The stream processing itself is truly event-based (and emphatically not micro-batch). Moreover, Streamlio offers two distinct methods for processing streaming data. First of all, there are Pulsar stream-native functions. These are relatively simple, but lightweight functions that are managed by Pulsar. Secondly, there is Heron. Heron provides fully-fledged real-time processing, and although it is not as easy to set up or use as Pulsar functions, it offers much more complex processing functions, including multi-stage processing. Heron also features resource isolation, an extensible stream engine (which includes support for other technologies, such as Apache Storm, Apache Beam, and so on, via APIs), and intelligent self-regulation (that provides, for example, automatic flow control).

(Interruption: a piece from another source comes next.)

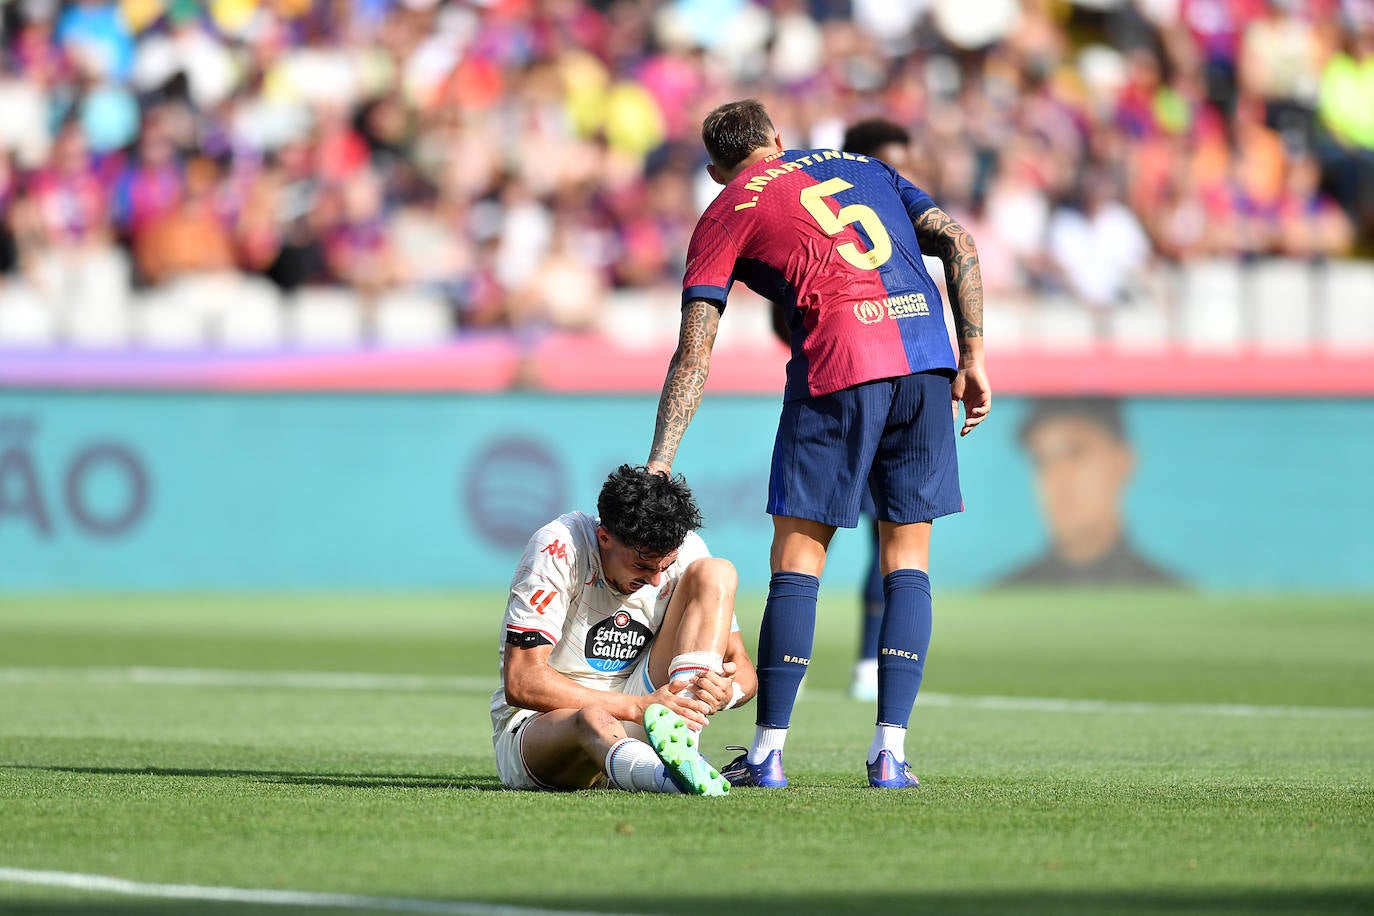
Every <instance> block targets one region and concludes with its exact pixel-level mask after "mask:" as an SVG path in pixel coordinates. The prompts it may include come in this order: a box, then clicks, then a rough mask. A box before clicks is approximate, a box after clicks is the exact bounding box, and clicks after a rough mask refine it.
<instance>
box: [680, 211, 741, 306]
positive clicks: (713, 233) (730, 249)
mask: <svg viewBox="0 0 1374 916" xmlns="http://www.w3.org/2000/svg"><path fill="white" fill-rule="evenodd" d="M738 257H739V246H738V244H735V240H734V238H731V235H730V231H728V229H725V227H724V225H723V224H721V222H720V221H719V220H714V218H712V217H709V216H703V217H702V218H701V220H698V221H697V228H695V229H692V233H691V242H690V243H688V244H687V272H686V273H684V275H683V305H687V304H688V302H691V301H692V299H706V301H708V302H716V304H717V305H719V306H720V308H721V309H724V308H725V298H727V297H728V295H730V286H731V283H734V273H735V258H738Z"/></svg>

Streamlio’s messaging and queuing system is based on Pulsar. Its major features include the ability to handle many operational management issues during messaging (thereby removing the need for streaming applications to do the same), built-in support for geographically distributed apps via geo-replication, guaranteed, asynchronous data protection and replication, and a unified messaging model that supports both queuing and publish-and-subscribe semantics within a single model. It is compatible with Kafka, and supports Java, C++, Python and WebSocket API clients.

Figure 2 – Pipeline monitoring using Streamlio
Streamlio’s storage is built on BookKeeper and is used by both Pulsar (for message persistence) and Heron (for state storage). It uses an append-only approach and, importantly, it is entirely decoupled from the stream processing, via its segment-based storage architecture. This architecture allows logical partitions to be broken up and stored as (multiple) segments that can be distributed as needed among your physical systems. This stands in contrast to the traditional stream processing storage architecture, which requires copies of each partition to be stored on any given physical storage location. As a result, the Streamlio storage architecture is much more scalable and flexible than the traditional approach. The Streamlio platform also features performance isolation, realised via intelligent resource management.
Finally, the features described are made available through a web-based dashboard interface. This interface provides management and monitoring (including usage statistics) of your streaming processes, as well as data pipelines and processing flows through your system, with these capabilities being visualised and displayed in real-time. An example of pipeline monitoring is shown in Figure 2.